Międzynarodowe zmagania w taekwon-do w Lublinie [ZDJĘCIA]

1 rok temu
Zdjęcie: Międzynarodowe zmagania w taekwon-do w Lublinie [ZDJĘCIA]


Około 700 zawodników z 22 państw bierze udział w Otwartym Pucharze Europy Taekwon-Do oraz Międzynarodowym Pucharze Taekwon-Do Dzieci. Zawody realizowane są w Lublinie, który jest kolebką tego sportu w Polsce. Dziś rywalizują dzieci.
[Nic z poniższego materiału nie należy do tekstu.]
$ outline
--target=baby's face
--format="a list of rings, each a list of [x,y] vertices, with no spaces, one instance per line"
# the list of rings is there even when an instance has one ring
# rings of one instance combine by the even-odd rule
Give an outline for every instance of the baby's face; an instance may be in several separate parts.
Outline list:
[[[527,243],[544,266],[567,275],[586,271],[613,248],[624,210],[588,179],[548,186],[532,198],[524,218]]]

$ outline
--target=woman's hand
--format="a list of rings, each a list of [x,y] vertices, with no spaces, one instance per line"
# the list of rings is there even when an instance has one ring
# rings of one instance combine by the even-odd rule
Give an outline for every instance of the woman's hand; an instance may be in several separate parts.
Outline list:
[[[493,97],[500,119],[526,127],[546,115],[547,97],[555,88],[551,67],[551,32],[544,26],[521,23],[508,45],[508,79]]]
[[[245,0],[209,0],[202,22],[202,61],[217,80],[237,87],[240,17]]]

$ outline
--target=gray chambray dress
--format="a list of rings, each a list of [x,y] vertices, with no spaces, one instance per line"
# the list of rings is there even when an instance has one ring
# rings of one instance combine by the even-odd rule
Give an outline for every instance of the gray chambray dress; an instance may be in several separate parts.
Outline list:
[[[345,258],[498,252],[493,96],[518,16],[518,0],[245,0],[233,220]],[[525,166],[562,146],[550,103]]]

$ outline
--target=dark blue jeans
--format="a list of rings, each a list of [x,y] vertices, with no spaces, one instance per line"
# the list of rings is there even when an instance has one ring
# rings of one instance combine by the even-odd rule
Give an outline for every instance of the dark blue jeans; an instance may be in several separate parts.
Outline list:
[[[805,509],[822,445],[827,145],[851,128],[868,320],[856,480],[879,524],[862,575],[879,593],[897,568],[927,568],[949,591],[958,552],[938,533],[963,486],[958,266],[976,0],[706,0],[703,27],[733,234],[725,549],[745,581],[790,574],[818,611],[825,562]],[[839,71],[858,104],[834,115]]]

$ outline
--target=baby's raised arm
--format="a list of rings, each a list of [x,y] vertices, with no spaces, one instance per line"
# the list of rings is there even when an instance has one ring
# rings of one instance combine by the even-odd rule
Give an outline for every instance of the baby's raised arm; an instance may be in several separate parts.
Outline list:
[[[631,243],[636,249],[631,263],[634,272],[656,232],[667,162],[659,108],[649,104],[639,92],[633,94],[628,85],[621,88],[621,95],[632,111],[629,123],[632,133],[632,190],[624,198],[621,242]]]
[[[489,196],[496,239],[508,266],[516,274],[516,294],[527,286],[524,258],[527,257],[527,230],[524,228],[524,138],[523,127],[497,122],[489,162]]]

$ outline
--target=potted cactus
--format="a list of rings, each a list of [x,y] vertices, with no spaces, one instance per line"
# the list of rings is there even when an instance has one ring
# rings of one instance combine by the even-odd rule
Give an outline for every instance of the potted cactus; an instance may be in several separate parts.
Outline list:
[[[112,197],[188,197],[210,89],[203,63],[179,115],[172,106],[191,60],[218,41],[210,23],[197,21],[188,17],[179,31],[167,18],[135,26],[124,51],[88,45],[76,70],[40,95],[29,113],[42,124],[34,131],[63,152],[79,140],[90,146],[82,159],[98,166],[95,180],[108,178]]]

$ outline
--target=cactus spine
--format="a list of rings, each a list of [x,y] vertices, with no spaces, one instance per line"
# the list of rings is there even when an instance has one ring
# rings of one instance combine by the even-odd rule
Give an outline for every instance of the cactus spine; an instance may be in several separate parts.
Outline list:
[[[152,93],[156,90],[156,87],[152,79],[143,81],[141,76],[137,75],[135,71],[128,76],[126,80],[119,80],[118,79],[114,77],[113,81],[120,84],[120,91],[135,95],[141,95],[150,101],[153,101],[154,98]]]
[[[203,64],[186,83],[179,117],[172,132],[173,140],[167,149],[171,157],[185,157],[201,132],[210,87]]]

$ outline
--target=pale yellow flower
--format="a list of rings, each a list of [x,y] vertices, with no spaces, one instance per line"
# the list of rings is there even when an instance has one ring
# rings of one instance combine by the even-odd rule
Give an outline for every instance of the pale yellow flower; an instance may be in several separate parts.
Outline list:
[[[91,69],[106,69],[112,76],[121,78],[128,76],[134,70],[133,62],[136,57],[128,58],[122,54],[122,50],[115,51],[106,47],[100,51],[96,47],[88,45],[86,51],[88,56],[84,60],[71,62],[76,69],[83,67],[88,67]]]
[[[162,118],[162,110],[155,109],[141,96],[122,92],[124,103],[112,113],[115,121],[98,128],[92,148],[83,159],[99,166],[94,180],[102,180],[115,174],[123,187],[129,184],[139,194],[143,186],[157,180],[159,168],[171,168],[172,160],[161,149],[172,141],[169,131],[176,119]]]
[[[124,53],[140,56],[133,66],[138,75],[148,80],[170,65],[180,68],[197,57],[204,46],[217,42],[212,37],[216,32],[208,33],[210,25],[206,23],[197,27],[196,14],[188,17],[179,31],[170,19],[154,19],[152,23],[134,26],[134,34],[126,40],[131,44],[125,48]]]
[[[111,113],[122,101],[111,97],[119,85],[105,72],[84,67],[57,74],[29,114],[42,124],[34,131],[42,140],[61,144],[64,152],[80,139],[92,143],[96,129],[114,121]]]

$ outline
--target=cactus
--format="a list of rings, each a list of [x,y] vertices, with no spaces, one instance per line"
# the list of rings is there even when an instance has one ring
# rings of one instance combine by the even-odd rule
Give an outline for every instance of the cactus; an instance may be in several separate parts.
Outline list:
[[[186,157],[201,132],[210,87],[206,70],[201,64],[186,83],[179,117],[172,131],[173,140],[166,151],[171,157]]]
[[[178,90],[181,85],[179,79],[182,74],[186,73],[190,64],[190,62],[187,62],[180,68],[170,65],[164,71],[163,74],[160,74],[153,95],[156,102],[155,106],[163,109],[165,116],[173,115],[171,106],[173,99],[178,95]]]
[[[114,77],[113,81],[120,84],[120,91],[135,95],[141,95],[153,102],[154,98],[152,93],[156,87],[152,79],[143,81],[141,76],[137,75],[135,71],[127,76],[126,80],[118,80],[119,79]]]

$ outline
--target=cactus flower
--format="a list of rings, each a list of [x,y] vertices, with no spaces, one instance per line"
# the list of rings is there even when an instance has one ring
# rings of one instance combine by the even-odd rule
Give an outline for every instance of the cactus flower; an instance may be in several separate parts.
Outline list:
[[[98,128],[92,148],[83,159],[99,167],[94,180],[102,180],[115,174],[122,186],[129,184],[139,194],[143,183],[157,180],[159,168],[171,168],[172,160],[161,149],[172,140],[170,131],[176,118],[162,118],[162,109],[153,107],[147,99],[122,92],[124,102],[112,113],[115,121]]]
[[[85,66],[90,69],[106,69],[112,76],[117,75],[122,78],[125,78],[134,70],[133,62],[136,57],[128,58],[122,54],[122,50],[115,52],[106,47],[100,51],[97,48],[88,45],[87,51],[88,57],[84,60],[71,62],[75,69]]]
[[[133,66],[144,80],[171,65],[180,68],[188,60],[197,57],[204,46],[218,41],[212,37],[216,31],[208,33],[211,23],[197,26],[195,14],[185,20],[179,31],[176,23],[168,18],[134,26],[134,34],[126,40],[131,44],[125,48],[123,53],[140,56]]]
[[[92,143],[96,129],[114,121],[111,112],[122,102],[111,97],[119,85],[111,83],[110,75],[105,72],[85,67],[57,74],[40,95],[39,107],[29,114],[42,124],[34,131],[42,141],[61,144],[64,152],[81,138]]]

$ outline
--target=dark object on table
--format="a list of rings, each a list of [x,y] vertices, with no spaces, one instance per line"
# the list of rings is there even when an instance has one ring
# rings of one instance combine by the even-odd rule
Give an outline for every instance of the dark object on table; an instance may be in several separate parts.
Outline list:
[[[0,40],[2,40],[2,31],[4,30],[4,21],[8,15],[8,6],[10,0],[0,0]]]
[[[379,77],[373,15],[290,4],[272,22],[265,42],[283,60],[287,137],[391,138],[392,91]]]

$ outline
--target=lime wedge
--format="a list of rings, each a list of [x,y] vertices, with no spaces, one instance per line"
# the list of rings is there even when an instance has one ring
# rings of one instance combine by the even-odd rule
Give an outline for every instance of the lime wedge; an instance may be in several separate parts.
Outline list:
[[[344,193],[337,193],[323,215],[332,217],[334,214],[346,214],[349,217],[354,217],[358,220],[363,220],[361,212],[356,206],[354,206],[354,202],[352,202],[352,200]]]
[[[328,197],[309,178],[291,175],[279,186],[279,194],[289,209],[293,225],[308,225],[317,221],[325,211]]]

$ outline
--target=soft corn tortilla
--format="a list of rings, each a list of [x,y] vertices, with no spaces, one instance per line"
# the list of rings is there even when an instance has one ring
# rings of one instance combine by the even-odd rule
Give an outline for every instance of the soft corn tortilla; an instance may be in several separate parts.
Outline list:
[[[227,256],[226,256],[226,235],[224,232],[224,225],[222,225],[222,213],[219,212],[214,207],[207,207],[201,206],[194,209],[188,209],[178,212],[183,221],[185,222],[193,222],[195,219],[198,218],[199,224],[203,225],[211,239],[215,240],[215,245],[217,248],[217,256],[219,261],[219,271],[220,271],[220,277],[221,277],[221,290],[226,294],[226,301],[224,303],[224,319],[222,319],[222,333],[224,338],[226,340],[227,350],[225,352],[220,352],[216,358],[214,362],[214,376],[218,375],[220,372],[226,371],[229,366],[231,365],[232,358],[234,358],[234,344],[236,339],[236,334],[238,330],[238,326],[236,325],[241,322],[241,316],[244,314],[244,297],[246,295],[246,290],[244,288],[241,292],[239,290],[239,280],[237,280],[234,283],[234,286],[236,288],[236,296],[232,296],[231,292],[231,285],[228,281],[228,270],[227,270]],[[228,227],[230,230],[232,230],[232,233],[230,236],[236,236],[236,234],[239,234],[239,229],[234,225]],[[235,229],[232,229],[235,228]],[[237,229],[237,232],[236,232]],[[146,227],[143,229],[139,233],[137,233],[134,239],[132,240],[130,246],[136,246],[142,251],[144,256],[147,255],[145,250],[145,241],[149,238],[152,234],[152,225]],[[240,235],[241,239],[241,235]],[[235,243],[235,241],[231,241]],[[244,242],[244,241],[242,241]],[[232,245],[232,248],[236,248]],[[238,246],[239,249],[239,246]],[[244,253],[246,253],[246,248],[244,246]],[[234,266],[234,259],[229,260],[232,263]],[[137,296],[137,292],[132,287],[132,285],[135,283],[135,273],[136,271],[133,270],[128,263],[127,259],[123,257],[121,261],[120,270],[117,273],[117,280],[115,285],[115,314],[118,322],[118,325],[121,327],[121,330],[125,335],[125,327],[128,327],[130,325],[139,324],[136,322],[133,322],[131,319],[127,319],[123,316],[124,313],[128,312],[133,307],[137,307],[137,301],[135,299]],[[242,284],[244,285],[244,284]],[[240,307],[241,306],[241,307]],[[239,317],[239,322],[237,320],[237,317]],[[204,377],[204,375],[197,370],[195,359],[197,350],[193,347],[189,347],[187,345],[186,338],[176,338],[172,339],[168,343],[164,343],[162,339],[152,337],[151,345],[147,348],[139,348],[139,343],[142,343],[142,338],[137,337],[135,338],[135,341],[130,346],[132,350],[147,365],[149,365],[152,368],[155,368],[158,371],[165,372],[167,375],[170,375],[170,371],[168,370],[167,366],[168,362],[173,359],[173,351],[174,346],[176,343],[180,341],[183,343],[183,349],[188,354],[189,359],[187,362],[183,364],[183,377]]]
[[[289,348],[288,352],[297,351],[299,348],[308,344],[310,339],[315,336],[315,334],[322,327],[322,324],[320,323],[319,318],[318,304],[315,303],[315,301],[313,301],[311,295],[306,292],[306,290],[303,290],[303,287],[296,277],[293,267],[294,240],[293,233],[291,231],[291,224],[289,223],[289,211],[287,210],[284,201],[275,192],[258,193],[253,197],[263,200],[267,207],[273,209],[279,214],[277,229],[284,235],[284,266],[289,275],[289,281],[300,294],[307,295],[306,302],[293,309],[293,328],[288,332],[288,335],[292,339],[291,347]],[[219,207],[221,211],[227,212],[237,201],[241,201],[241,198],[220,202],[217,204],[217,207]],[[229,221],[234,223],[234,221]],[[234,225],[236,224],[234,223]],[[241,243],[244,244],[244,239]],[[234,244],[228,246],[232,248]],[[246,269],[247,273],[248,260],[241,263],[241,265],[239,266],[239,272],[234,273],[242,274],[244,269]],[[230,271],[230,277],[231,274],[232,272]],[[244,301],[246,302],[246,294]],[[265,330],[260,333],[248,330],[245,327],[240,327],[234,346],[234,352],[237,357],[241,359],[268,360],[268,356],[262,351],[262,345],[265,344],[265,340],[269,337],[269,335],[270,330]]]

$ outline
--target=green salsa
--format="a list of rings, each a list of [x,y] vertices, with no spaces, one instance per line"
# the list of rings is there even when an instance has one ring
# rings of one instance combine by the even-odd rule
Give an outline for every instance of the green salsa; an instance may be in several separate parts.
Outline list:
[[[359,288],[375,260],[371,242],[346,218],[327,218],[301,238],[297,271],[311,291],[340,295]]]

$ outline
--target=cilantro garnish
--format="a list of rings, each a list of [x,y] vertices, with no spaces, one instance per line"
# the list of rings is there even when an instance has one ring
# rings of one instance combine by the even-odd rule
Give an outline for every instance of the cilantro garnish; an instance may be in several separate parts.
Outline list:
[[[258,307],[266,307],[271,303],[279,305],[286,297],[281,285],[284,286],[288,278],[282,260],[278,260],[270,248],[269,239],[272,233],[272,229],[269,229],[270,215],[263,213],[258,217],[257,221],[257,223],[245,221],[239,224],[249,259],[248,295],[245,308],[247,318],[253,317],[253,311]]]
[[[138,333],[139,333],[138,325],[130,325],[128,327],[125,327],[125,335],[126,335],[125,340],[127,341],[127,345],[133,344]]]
– Taekwon-Do jest czwórbojem, są cztery konkurencje, które charakteryzują tę dyscyplinę. Pierwsza z nich to układy formalne – mówi Tadeusz Łoboda, organizator oraz wiceprezes Polskiego Związku Taekwon-Do. – Są 24 układy formalne, zawierają ponad 940 ruchów, które są takim kodem genetycznym taekwon-do. Ktoś, kto praktykuje układy, nie może zapomnieć taekwon-do, ponieważ wszystkie elementy, które występują w taekwon-do, są zawarte w tych układach.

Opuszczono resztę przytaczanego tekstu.